Pentagon chief visits Baghdad to step up fight against Islamic State
More than two years after IS overran large parts of Iraq as well as territory in neighbouring Syria, Carter wants to highlight successes, even as the jihadists have fought back with devastating attacks.
Pentagon chief Ashton Carter held taks in Baghdad today over the fight against the Islamic State group and the strategy to recapture Iraq's second city Mosul from the jihadists.
Carter met with Prime Minister Haider al-Abadi and Defence Minister Khalid al-Obeidi, two days after Iraq announced the recapture of a base south of Mosul seen as an important step toward the eventual battle for the city.
Carter's unannounced visit is his fourth to Iraq since beginning his job in February 2015, which comes two days after Iraqi forces captured an airbase to the south of Mosul that is seen as an important step toward the eventual battle for the country's second city, which has been under IS control since June 2014.
IS losing ground in Syria, Iraq; Carter wants to highlight successes
IS also holds territory in neighbouring Syria, but has lost significant ground in both countries, and Carter wants to highlight successes, even as the jihadists have struck back with devastating attacks in Iraq and abroad.
The Sunni extremists have carried out bloody attacks against civilians as they lose ground, including a bombing in Baghdad that killed 292 people this month, one of the deadliest to ever hit the country.
"Let me begin... by expressing the condolences of myself and the United States for the terrorist attacks against the people of Iraq in recent weeks," Carter told Abadi.
"You have our sympathy but also it further strengthens our resolve to help in the defeat of (IS), which all of our societies need because all of our societies are subject to attacks.""I also want to congratulate you on the string of successes that the Iraqi security forces have had," said Carter.
The Qayyarah airbase, which Abadi announced Saturday had been recaptured, is located 60 kilometres (35 miles) south of Mosul and can serve as a launchpad for future operations to recapture the city.
'Ultimate goal is recapture of Iraqi territory'
Ahead of his meetings, Carter told journalists that he would discuss the next moves in the war against the jihadists.
"What I'll be discussing with Prime Minister Abadi and our commanders there are the next plays in the campaign, which involve the collapse and control over Mosul," Carter said aboard a military plane.
The ultimate goal, he added, was "the recapture of all of Iraqi territory by the Iraqi security forces, but of course Mosul is the biggest part of that."
US defence officials say the campaign`s first "10 plays" have been successfully completed in the US-led counter-IS campaign in Iraq and Syria.
These steps include the recapture of several important areas across the two countries, including Ramadi in Iraq and Al-Shadadi, a town in northeastern Syria previously considered a strategic IS stronghold.

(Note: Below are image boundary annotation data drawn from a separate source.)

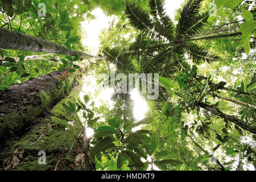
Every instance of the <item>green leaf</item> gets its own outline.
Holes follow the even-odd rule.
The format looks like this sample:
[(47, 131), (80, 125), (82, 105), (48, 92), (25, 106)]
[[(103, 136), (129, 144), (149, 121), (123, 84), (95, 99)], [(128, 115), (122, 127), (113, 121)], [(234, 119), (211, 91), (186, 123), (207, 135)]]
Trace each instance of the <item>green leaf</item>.
[(108, 138), (104, 139), (92, 149), (91, 155), (93, 156), (98, 152), (104, 151), (108, 149), (114, 147), (115, 144), (112, 143), (112, 142), (113, 139), (111, 138)]
[(17, 67), (11, 67), (11, 68), (10, 68), (9, 72), (14, 72), (16, 71), (17, 69), (18, 69)]
[(75, 113), (76, 111), (76, 105), (74, 104), (73, 104), (69, 101), (68, 101), (68, 104), (69, 104), (70, 108), (71, 108), (71, 109), (72, 109), (72, 113)]
[(123, 124), (123, 129), (125, 130), (129, 130), (131, 129), (131, 127), (133, 126), (134, 123), (134, 121), (129, 121)]
[(61, 61), (62, 63), (63, 63), (63, 64), (64, 64), (64, 65), (68, 64), (68, 61), (66, 60), (65, 60), (65, 59), (61, 59)]
[(159, 162), (159, 164), (171, 164), (173, 166), (178, 166), (180, 164), (183, 164), (183, 163), (178, 160), (175, 159), (164, 159), (160, 160)]
[(171, 81), (168, 79), (167, 78), (159, 77), (159, 81), (163, 85), (164, 88), (166, 88), (166, 90), (168, 93), (171, 93)]
[(233, 9), (240, 5), (242, 0), (215, 0), (217, 7), (220, 7), (223, 5), (225, 7)]
[(231, 160), (230, 161), (224, 163), (223, 164), (224, 164), (224, 165), (230, 165), (230, 164), (233, 164), (234, 162), (235, 162), (234, 160)]
[(220, 141), (221, 141), (221, 142), (222, 141), (222, 138), (221, 138), (221, 136), (220, 135), (220, 134), (216, 134), (215, 138), (216, 138), (216, 139), (217, 139), (218, 140), (219, 140)]
[(24, 55), (21, 55), (20, 56), (19, 56), (19, 61), (24, 61), (24, 59), (25, 59), (25, 56)]
[(71, 46), (69, 44), (68, 42), (66, 42), (66, 43), (65, 43), (65, 46), (69, 51), (72, 51)]
[(67, 25), (61, 25), (60, 27), (64, 31), (69, 31), (73, 29), (73, 27), (68, 26)]
[(250, 39), (251, 34), (256, 27), (256, 20), (251, 20), (242, 23), (240, 27), (242, 32), (241, 43), (245, 52), (249, 55), (250, 49)]
[(139, 155), (139, 156), (142, 156), (146, 160), (147, 160), (147, 156), (145, 152), (142, 148), (134, 148), (134, 150), (136, 152), (136, 153), (137, 153), (138, 155)]
[(65, 11), (60, 15), (60, 21), (61, 23), (66, 23), (68, 21), (68, 13), (67, 11)]
[(137, 130), (135, 132), (134, 132), (134, 133), (144, 133), (144, 134), (150, 134), (152, 132), (152, 131), (151, 130)]
[(67, 41), (69, 44), (75, 44), (79, 42), (80, 39), (77, 37), (71, 37), (68, 39)]
[(242, 90), (243, 90), (245, 89), (245, 84), (243, 83), (243, 82), (242, 81), (241, 82), (241, 87)]
[(71, 72), (71, 73), (74, 73), (74, 72), (76, 72), (76, 69), (69, 69), (69, 70), (68, 70), (68, 72)]
[(178, 77), (177, 78), (177, 81), (178, 81), (178, 83), (179, 83), (179, 86), (180, 87), (180, 89), (181, 90), (182, 90), (182, 88), (183, 88), (183, 84), (181, 81), (181, 77)]
[(75, 56), (73, 61), (77, 61), (78, 60), (79, 60), (80, 58), (80, 55), (77, 55), (76, 56)]
[(26, 77), (29, 76), (30, 75), (30, 73), (24, 73), (23, 74), (22, 74), (22, 75), (20, 76), (20, 78), (24, 78), (24, 77)]
[(242, 15), (246, 21), (253, 20), (253, 14), (249, 10), (242, 10)]
[(132, 127), (134, 127), (141, 125), (148, 125), (150, 124), (154, 121), (154, 118), (146, 118), (140, 121), (134, 123)]
[(158, 146), (159, 142), (159, 138), (158, 136), (158, 134), (155, 133), (154, 134), (151, 138), (151, 154), (153, 154), (154, 152), (156, 150), (156, 148)]
[(223, 128), (223, 129), (221, 130), (221, 131), (223, 132), (223, 133), (224, 133), (224, 134), (226, 134), (226, 135), (228, 135), (228, 134), (229, 134), (229, 133), (228, 133), (228, 131), (226, 130), (226, 129), (225, 128)]
[(109, 125), (115, 129), (118, 129), (120, 126), (122, 121), (117, 118), (110, 119), (108, 121)]
[(84, 102), (85, 102), (86, 104), (88, 103), (89, 101), (90, 100), (90, 98), (89, 97), (89, 96), (88, 95), (85, 95), (84, 96)]
[(0, 49), (0, 56), (1, 56), (3, 58), (5, 56), (5, 53), (3, 52), (3, 51), (2, 49)]
[(102, 137), (113, 135), (115, 133), (115, 130), (109, 126), (104, 126), (99, 127), (95, 133), (95, 137)]
[(80, 67), (79, 67), (78, 65), (73, 64), (73, 68), (74, 68), (75, 69), (77, 69), (80, 68)]
[(132, 133), (131, 135), (133, 137), (142, 139), (146, 143), (148, 143), (148, 142), (150, 142), (150, 138), (149, 138), (148, 136), (147, 136), (147, 135), (144, 135), (144, 134), (142, 134), (141, 133)]
[(159, 168), (159, 169), (163, 170), (163, 171), (167, 171), (168, 169), (167, 166), (166, 164), (162, 164), (162, 163), (154, 163), (154, 164)]
[(5, 89), (6, 89), (6, 86), (0, 85), (0, 90), (5, 90)]
[(248, 89), (250, 86), (252, 86), (256, 82), (256, 75), (253, 76), (250, 80), (250, 83), (247, 85), (247, 88)]
[(11, 62), (6, 62), (1, 64), (1, 67), (10, 67), (15, 65), (15, 64)]
[(180, 110), (180, 107), (179, 106), (177, 106), (175, 107), (175, 108), (174, 108), (174, 114), (175, 114), (176, 116), (179, 115), (179, 110)]
[(117, 157), (117, 167), (118, 169), (120, 169), (123, 164), (123, 156), (122, 153), (119, 153)]
[(223, 138), (222, 140), (221, 141), (222, 143), (226, 143), (226, 142), (228, 142), (228, 140), (229, 140), (229, 136), (228, 135), (225, 135), (224, 136), (224, 137)]
[(69, 61), (73, 61), (73, 57), (69, 56), (66, 56), (67, 59)]
[(218, 144), (214, 148), (213, 148), (213, 151), (217, 150), (220, 146), (220, 144)]
[(160, 152), (158, 152), (155, 154), (155, 158), (156, 159), (162, 159), (170, 154), (171, 154), (172, 152), (168, 150), (164, 150)]
[(148, 155), (149, 156), (151, 156), (152, 155), (152, 152), (151, 152), (151, 144), (147, 144), (145, 146), (145, 151), (147, 152), (147, 155)]
[(13, 59), (13, 57), (5, 57), (5, 60), (7, 61), (12, 62), (12, 63), (16, 63), (16, 60)]
[(65, 36), (65, 38), (66, 38), (66, 39), (68, 39), (69, 38), (69, 36), (70, 36), (70, 32), (71, 32), (71, 31), (69, 30), (69, 31), (66, 34), (66, 35)]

Pentagon has announced a series a measures to speed up war
Carter and President Barack Obama have been criticised for the pace of the campaign, which began in autumn 2014 and got off to a slow start, particularly in war-torn Syria, where the United States had few assets on the ground to provide targeting information.The Pentagon has announced a series of measures to speed up the war, including a revised mission to train anti-IS rebels in northern Syria and extra advisers for Iraqi forces.

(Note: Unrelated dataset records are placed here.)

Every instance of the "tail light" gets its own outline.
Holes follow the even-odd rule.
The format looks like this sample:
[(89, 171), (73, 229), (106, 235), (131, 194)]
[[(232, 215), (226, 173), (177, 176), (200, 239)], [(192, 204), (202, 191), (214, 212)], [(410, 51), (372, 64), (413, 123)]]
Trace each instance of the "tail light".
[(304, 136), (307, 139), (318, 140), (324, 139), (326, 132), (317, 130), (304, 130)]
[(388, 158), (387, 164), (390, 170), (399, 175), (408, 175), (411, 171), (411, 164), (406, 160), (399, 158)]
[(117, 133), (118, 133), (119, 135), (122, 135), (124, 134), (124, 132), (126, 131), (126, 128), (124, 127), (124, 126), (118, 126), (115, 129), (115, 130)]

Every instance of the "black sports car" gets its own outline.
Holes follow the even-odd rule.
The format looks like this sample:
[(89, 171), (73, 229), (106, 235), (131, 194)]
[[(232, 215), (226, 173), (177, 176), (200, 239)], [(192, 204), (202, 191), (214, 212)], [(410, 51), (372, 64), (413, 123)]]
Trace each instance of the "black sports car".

Coupled with coalition air support, the results have seen the IS group losing roughly half its territory in Iraq and about 20 percent of its Syria claim, the Pentagon said.
But the jihadists have struck back against civilians as they lost ground.
On July 3, IS carried out the devastating bombing targeting shoppers in Baghdad that killed 292, many of whom were burned alive, sparking widespread anger among Iraqis, some of whom have accused the government of not doing enough to protect them.
Four days later, the jihadists struck a Shiite shrine north the capital, leaving another 40 dead.
Carter was also to meet with US troops, of whom there are now about 4,000 in Iraq, mainly to train local forces.
The Pentagon chief will also phone Massud Barzani, the de facto president of Iraq`s Kurdistan region.
The United States has pledged $415 million to help Kurdish peshmerga fighters as they join the fight for Mosul, moving in from the north.